If it is the case that the Thessalonian Christian community was primarily composed of males, then this particular community was atypical among Christian communities known from Paul’s letters, such as those at Corinth, Philippi, and Rome.

V. Conclusion

In this article we have argued that the Thessalonian Christian community was similar to a professional voluntary association. To do so, we illustrated some of Paul’s language in 1 Thessalonians by reference to the typicalities of association language. We saw that some of the community features of the Thessalonian Christian community find ready analogies in the voluntary associations.

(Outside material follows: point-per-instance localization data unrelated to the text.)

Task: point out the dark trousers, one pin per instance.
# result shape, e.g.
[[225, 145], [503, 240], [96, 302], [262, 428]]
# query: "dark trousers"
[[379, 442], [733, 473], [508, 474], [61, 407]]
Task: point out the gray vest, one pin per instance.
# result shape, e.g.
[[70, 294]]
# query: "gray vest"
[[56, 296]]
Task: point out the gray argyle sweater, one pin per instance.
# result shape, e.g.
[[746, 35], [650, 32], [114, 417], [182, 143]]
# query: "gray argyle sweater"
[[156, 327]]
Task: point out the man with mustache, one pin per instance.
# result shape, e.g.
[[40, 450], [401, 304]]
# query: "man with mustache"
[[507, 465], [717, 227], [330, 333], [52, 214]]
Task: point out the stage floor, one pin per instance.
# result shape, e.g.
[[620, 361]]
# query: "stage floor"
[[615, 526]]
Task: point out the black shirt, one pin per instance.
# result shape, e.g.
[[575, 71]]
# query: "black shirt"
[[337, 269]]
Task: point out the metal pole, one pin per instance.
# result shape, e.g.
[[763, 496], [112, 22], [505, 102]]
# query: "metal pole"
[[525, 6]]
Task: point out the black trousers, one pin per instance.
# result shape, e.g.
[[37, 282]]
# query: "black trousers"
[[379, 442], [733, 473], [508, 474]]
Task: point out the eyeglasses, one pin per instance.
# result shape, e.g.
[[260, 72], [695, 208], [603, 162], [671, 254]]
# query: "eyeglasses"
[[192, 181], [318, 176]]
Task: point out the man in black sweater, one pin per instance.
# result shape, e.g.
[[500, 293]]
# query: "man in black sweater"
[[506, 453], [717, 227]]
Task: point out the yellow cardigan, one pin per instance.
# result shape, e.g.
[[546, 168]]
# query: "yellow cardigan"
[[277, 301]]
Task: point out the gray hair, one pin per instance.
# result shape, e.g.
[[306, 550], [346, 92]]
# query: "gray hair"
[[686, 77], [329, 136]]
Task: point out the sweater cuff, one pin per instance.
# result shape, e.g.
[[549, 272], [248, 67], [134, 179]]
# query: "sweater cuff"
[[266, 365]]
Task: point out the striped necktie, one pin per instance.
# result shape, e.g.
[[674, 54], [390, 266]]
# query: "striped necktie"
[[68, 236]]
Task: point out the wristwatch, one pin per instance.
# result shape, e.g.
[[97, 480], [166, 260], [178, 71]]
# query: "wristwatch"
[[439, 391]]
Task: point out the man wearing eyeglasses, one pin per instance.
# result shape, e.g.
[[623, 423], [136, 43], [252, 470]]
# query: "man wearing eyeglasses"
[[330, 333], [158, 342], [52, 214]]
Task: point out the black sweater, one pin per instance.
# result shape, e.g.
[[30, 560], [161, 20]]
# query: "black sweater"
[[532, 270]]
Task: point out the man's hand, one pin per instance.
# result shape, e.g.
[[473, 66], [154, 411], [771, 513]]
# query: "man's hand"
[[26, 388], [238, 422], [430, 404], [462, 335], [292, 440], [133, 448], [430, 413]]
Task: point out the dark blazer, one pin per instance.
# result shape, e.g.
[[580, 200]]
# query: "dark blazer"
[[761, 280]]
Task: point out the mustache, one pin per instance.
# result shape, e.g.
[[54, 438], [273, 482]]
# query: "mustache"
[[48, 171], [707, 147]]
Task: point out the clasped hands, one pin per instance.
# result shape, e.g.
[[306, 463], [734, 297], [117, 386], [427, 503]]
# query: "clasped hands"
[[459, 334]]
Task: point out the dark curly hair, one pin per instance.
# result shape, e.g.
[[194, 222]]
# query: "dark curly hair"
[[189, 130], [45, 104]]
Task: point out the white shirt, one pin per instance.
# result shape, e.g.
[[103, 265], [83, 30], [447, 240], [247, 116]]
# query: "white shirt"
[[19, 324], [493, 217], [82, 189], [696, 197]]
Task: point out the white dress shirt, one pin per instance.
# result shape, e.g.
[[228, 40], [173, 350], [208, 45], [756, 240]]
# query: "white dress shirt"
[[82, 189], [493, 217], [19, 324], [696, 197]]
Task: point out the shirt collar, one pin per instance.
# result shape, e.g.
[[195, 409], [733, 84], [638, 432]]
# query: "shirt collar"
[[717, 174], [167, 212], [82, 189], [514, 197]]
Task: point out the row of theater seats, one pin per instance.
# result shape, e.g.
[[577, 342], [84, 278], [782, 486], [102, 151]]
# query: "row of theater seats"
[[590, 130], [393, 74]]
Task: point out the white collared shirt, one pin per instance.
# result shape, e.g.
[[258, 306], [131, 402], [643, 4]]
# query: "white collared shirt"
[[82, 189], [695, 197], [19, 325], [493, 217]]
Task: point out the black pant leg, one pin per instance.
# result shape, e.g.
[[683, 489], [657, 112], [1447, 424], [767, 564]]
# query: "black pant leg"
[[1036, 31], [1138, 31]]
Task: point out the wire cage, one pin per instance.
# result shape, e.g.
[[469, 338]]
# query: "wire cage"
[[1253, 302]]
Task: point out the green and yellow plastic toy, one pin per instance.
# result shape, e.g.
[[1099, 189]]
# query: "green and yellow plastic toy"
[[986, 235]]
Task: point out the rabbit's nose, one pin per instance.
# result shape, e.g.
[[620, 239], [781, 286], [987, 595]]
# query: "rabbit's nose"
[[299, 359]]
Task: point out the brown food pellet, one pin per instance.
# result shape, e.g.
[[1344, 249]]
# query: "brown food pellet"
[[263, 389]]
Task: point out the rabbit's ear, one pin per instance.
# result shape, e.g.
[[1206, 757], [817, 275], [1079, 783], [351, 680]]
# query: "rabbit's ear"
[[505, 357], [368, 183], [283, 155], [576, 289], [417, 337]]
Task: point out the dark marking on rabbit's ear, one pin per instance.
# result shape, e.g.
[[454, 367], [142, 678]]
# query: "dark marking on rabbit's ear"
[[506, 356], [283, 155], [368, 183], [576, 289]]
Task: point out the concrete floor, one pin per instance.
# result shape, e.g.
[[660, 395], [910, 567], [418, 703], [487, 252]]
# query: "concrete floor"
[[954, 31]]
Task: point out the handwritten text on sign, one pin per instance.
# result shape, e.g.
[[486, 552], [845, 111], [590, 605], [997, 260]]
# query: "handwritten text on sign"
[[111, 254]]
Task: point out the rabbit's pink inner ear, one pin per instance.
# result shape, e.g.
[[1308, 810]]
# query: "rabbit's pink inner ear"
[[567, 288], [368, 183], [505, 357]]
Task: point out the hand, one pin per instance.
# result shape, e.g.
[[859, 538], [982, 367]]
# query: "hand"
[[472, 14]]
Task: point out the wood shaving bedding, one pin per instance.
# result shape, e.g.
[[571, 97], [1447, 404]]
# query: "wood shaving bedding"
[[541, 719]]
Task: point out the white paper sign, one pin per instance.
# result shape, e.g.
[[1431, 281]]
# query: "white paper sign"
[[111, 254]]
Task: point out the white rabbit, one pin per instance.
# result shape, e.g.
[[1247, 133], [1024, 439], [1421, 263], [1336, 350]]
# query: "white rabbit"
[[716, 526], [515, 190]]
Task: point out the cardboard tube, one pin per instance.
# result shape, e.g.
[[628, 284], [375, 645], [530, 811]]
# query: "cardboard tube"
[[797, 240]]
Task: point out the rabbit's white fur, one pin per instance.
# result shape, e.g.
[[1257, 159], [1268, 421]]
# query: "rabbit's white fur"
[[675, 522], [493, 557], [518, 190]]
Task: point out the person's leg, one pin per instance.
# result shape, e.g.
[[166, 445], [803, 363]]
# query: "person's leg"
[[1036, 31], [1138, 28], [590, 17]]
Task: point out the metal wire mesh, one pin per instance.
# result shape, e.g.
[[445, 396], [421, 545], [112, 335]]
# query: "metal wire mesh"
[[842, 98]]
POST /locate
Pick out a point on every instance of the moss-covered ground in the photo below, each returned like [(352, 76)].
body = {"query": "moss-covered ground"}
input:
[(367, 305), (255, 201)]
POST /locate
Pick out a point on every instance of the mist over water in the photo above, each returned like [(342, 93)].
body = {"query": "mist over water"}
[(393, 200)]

Overall, this helps us to understand better, and often in new ways, both Paul and his practices, and the practices and structure of the groups to which he writes. Although there is no single association inscription that has all the features of 1 Thessalonians (and thus no single association that is exactly the same), the comparative process reveals that on the social map of antiquity the type of group structure that the Thessalonians would have assumed, and the type of group that outsiders would have assumed that they were, was that of a voluntary association. That is, the Thessalonian Christians would appear to outsiders as a voluntary association and they would function internally as one. Paul’s letters show that he is aware of associations and writes within this discursive field. Although he does not disapprove of the way the Macedonian Christian communities are formed, he attempts to make strategic adjustments to how they have configured themselves. In so doing his starting point is voluntary association language.